The main problem with track events is that you’re given such limited seat time with any given vehicle that it doesn’t leave a lasting impression. The Nissan GT-R, as you probably guessed, is one big exception. My run with it was limited to just a handful of laps around the Gran Turismo-sounding Sodegaura Forest Raceway and a single hot lap with a professional NISMO race driver; yet it’s all that took to make me re-think if the laws of physics actually existed.
The GT-R I flogged around the track isn’t the 2017 model, so it doesn’t do the 565 horsepower and 633 Nm of torque that now comes standard. Yet, despite being some 20 horsepower and 5 Nm of torque down, it’s quick—blistering and scarily quick. Punch the throttle and it’ll smash the century mark in about three seconds. It easily lives up to its Godzilla nickname, punching, kicking, and rearranging my innards even before I approach the first turn.
The 3.8-liter twin-turbo V6, meticulously assembled by one master craftsman per car, was pure engine music. It’s the sort of soundtrack that announced a thunderous presence, like a raging growl of a monster in full attack mode. It was pure mechanical bliss. It was magical. The 6-speed dual clutch never once lost a beat thanks to its lightning-quick shifts.
With such a large frame and a heavy 1,740-kilogram curb weight, the first thought that crossed my mind is that this car will refuse to turn. Scrub a bit of speed, I thought. Turn a bit more, I thought. What happened next is deserving of a click-bait headline: I was blown away. There it was, a two-ton sports coupe, happily dancing into the tight left-handler. It was beautifully balanced, light and responsive.
Coming out of the corner and winding up my steering, I buried the throttle, and the GT-R let out no drama—the tires didn’t squeal for grip and the steering wheel didn’t saw in protest. The steering provided little feedback as to what the tires were doing, but the quick off-center response was perfect for charging aggressively through the twisty track.
The advanced all-wheel drive system did all the complex calculations that kept me pointed in the right direction and for the next couple of corners; I was trying to find the GT-R’s limit. At one point, I playfully tried drifting it mid-corner, to which it obliged; easily corrected by a small flick of the wheel. Suffice to say, the limit found me. By the time I approached the long sweeping final bend onto the start/finish straight, my balls were in my throat.
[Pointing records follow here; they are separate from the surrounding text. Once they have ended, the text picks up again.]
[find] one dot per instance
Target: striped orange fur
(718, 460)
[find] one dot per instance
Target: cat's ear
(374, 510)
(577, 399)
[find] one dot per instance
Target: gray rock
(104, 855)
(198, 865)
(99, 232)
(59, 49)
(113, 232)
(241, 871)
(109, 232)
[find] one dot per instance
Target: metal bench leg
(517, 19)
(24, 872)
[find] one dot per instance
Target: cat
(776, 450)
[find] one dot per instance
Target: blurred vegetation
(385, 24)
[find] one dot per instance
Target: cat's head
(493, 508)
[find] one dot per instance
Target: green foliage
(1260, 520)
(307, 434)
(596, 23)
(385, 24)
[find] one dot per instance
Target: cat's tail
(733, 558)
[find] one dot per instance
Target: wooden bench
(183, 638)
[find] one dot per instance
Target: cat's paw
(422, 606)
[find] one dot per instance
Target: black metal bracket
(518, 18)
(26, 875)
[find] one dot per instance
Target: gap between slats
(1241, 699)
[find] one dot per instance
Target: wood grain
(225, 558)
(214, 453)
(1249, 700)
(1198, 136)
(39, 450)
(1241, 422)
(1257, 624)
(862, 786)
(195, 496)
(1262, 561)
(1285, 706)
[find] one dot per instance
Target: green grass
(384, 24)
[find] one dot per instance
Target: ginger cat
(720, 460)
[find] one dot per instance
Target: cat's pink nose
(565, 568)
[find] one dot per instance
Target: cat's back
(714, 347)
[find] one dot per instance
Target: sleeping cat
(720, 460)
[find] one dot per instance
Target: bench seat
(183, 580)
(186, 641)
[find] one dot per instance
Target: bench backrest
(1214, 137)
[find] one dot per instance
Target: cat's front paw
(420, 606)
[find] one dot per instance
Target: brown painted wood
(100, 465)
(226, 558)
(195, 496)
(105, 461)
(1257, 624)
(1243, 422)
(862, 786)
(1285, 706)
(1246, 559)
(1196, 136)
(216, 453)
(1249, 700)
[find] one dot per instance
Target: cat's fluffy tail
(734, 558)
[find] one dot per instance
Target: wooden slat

Godzilla may be a cute nickname, but I found the three-letter badge even more telling. As its name suggests, it itches not only for track laps, but for the wide open road as well. The interior, I find, is astute in its design—ergonomic, straightforward, and precise. The instrument cluster moves vertically with the steering wheel while the Alcantara and leather seats provide body-hugging support. Being from the Land of the Rising Sun though, the GT-R can also suffer from information overload. The center stack reports too much data, overloading my senses like a Japanese game show.
Outside, despite being on sale for a full decade, the GT-R still looks every bit as menacing and eye-catching. The funky and angular design isn’t pretty in the traditional sense, but it’s brutally effective. See one in the rear view mirrors, and you’ll move aside. It looks every bit like a road-going sledgehammer, ready to bludgeon any German or Italian exotic that gets in its way.
It doesn’t matter what I call it—GT-R, R35, or Godzilla—this is one Nissan that’s made a lasting impression. The GT-R is certainly a supercar-stomping, high-tech dynamo and its blend of power, poise, and control is certainly unique. Four laps in and I discover that physics seem to have no hold on this car. I wished my blistering quick laps were because of skill, but it’s not. This car made me feel positively heroic and afraid behind the wheel at the same. It’s the first time any car has managed to do so.
Nissan Philippines, Inc. has confirmed that the R35 GT-R will be sold in the Philippines. The launch window is sometime this year. According to some sources, some dealers have begun taking in reservations. The pricing though is still a moving goal post, with some estimates pegging it at around P 5-million, while others put it closer to P 7-million.